2. Se os conectores incompletos são usados, um número mínimo dos ciclos (1-3) deve ser amplificado para obter uma biblioteca completa.
3. Se a qualidade do ADN da entrada é pobre, ou a seleção de tamanho está realizada durante a construção da biblioteca, o número de ciclos da amplificação deve apropriadamente ser aumentado.
[Processo padrão da construção da biblioteca]

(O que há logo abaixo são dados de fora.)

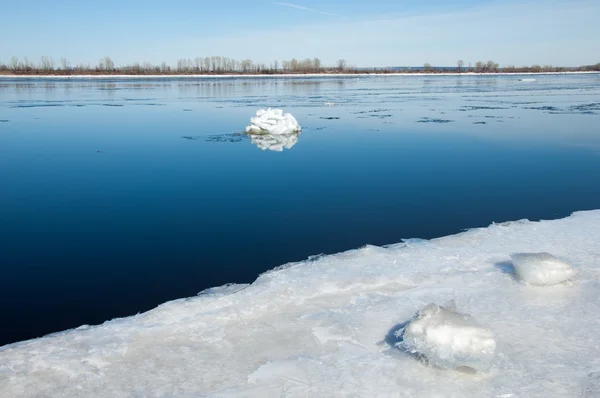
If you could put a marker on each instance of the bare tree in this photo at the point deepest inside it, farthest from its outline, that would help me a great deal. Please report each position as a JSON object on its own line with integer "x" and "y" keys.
{"x": 64, "y": 64}
{"x": 46, "y": 63}
{"x": 14, "y": 63}
{"x": 317, "y": 64}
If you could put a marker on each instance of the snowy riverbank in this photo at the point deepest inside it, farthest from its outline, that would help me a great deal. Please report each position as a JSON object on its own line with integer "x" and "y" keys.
{"x": 328, "y": 327}
{"x": 291, "y": 75}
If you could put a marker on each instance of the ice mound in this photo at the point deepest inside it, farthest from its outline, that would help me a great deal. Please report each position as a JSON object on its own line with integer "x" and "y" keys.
{"x": 273, "y": 121}
{"x": 449, "y": 339}
{"x": 541, "y": 269}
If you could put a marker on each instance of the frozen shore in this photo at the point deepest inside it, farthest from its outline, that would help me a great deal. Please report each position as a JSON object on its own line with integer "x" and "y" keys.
{"x": 294, "y": 75}
{"x": 330, "y": 326}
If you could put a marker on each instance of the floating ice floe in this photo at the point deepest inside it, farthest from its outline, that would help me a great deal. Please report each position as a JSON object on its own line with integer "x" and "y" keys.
{"x": 449, "y": 339}
{"x": 541, "y": 269}
{"x": 273, "y": 121}
{"x": 273, "y": 130}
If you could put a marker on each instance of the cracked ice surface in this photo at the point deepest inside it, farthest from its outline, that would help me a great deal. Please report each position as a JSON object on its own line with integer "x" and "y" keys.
{"x": 328, "y": 327}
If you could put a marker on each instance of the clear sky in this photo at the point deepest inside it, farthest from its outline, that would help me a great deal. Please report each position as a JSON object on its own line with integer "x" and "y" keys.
{"x": 364, "y": 32}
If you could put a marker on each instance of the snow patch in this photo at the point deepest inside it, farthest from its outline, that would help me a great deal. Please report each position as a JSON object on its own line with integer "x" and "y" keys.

Reparo da fragmentação e do fim
1. Determine a composição solvente do ADN do molde, se nenhum EDTA, continue diretamente pisar 2; Se o EDTA é contido, os grânulos 2.2× magnéticos devem ser usados para a purificação, ou um volume correspondente de amortecedor da neutralização deve ser adicionado de acordo com o índice do EDTA na seguinte tabela para a neutralização:
O EDTA concentrado. | Volume de amortecedor da neutralização |
1mM | μl 5 |
0.8mM | μl 4 |
0.6mM | μl 3 |
0.5mM | μl 2,5 |
0.4mM | μl 2 |
0.2mM | 1 μl |
0.1mM | 0,5 μl |
<0> | 0 μl |
2. Prepare a seguinte reação em um tubo do PCR de 200 μl:
Reagentes | Volume |
ADN entrado | Μl x |
Amortecedor de FEP | μl 5 |
Amortecedor da neutralização | Μl de Y |
ddH2 O | Ao μl 65 |
3. Adicione 10 a mistura da enzima do μl FEP ao sistema, ao sopro uniformemente, ao centrifugador acima posto momentaneamente, e imediatamente no instrumento do PCR para a seguinte reação:
Temperatura | Tempo |
20°C | 15min |
37°C | Consulte para apresentar 4 |
65°C | 15min |
4°C | ∞ |
Tempo de armazenagem da tabela 4 exigido para obter bibliotecas de tamanhos diferentes
Tamanho do fragmento | Tempo |
150bp | 20-30min |
250bp | 15-20min |
350bp | 10-15min |
550bp | 6-10min |
Ligadura do adaptador
1. Continue com a reação da ligadura o mais cedo possível após a fragmentação e a preparação da extremidade.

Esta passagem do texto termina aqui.